# [solved]distfiles über NFS freigeben

## SigHunter

Hallo

ich versuche meinen distfiles Ordner per NFS frei zu geben, 

diesen an den anderen Gentoo Maschinen unter /usr/portage/distfiles zu mounten, 

um so für alle Gentoos bei mir zu Hause den selben distfiles Cache zu haben.

Ich erhalte aber eine Fehlermeldung. 

Ich bin mir auch nicht sicher ob die Freigabe- und Mountparameter so richtig sind, hatte vorher nie etwas mit NFS zutun.

Habe natürlich auch nach dem Fehler gegoogled, die Ergebnisse haben mir aber nicht wirklich weitergeholfen

/etc/exports des Servers:

/usr/portage/distfiles *(rw,async,no_root_squash,no_subtree_check)
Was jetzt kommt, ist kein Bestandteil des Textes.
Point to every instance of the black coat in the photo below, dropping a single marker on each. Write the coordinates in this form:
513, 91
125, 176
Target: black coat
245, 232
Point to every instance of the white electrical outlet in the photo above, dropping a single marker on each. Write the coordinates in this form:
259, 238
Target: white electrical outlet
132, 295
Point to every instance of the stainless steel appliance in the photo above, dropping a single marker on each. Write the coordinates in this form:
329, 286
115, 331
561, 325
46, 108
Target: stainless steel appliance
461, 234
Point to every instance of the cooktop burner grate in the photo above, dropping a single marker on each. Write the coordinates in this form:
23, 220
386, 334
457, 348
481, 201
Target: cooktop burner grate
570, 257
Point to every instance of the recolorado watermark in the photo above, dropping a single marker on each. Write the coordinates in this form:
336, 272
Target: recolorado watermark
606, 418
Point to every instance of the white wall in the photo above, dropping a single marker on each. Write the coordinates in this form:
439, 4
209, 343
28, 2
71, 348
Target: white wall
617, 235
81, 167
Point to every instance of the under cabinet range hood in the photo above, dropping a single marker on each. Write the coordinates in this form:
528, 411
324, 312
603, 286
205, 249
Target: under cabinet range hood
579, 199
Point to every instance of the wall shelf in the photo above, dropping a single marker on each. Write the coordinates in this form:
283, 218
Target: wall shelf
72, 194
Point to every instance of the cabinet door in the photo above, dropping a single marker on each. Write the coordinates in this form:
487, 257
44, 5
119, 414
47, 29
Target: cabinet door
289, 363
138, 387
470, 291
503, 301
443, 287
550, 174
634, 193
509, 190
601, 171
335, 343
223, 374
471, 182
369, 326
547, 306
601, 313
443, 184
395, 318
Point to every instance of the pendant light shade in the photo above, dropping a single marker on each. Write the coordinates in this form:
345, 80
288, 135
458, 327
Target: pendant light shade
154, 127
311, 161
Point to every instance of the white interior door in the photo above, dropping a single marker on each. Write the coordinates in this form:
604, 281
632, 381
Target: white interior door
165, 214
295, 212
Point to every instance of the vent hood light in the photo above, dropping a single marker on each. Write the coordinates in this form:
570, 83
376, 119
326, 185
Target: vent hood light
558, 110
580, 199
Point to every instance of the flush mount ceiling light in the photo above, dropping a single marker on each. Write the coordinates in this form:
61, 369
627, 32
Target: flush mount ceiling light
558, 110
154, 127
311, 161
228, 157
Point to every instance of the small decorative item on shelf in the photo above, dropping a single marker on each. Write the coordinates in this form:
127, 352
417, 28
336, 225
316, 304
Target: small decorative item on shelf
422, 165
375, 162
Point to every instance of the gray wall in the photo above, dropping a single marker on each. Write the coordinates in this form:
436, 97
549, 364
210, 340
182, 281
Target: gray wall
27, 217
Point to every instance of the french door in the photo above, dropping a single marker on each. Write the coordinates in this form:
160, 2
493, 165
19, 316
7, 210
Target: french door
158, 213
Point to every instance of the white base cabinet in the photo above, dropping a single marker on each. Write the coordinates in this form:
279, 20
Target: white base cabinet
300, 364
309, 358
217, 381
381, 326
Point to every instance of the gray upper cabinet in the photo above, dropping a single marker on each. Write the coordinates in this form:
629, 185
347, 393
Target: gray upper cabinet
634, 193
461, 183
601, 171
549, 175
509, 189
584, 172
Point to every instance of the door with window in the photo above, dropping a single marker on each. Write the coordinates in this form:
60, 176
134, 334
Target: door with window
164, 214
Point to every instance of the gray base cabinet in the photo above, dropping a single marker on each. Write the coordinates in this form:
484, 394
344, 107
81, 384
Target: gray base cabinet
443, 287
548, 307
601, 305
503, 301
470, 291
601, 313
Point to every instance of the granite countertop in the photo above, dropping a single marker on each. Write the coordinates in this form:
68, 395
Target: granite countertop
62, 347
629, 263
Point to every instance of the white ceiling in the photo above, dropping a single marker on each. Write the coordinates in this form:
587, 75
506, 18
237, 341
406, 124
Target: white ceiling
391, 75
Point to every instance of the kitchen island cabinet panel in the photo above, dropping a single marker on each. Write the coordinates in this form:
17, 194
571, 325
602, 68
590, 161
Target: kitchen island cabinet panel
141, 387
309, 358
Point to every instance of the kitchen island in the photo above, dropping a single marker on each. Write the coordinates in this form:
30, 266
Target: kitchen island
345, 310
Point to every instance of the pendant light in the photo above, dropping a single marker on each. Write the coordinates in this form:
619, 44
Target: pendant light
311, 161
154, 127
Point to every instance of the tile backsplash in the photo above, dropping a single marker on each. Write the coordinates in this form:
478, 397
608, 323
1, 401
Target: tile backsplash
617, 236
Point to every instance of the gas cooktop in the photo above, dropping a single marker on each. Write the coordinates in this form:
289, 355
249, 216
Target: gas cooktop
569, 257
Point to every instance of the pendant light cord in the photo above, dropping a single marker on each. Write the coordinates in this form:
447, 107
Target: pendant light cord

Mountoptionen der Clients:

192.168.1.8:/usr/portage/distfiles on /usr/portage/distfiles type nfs (rw,vers=4,addr=192.168.1.8,clientaddr=192.168.1.115)

Fehlermeldung:

```

[Errno 121] Remote I/O error: '/usr/portage/distfiles/.procps-3.2.8.tar.gz.portage_lockfile': chown('/usr/portage/distfiles/.procps-3.2.8.tar.gz.portage_lockfile', -1, 250)

Cannot chown a lockfile: '/usr/portage/distfiles/.procps-3.2.8.tar.gz.portage_lockfile'

Group IDs of current user: 0 1 2 3 4 6 10 11 20 26 27

[32;01m * [39;49;00mprocps-3.2.8.tar.gz RMD160 SHA1 SHA256 size ;-) ...                   [34;01m[ [39;49;00m[32;01mok[39;49;00m[34;01m ][39;49;00m

Traceback (most recent call last):

  File "/usr/lib64/portage/pym/_emerge/EbuildFetcher.py", line 113, in _spawn

    allow_missing_digests=False):

  File "/usr/lib64/portage/pym/portage/package/ebuild/fetch.py", line 642, in fetch

    stat_cached=mystat)

  File "/usr/lib64/portage/pym/portage/util/__init__.py", line 1043, in apply_secpass_permissions

    stat_cached=stat_cached, follow_links=follow_links)

  File "/usr/lib64/portage/pym/portage/util/__init__.py", line 873, in apply_permissions

    os.chown(filename, uid, gid)

  File "/usr/lib64/portage/pym/portage/__init__.py", line 226, in __call__

    rval = self._func(*wrapped_args, **wrapped_kwargs)

OSError: [Errno 121] Remote I/O error: '/usr/portage/distfiles/procps-3.2.8.tar.gz'

[31;01m * [39;49;00mFetch failed for 'sys-process/procps-3.2.8-r2', Log file:

[31;01m * [39;49;00m '/var/tmp/portage/sys-process/procps-3.2.8-r2/temp/build.log'

```

habe es auch mit mountoption nolock und FEATURES="-distlocks" versucht, führt mich aber nur zu weiteren Fehlermeldungen

Wenn ich mit vers=3 mounte dann kommt keine Fehlermeldung, er passiert einfach nur garnichts und hängt ewig

Hat jemand eine Idee was ich falsch mache?

Freue mich über Antworten

Freundliche Grüße

SebastianLast edited by SigHunter on Tue May 17, 2011 12:41 pm; edited 1 time in total

----------

## Max Steel

Ganz allgemein, es läuft überall der portmap?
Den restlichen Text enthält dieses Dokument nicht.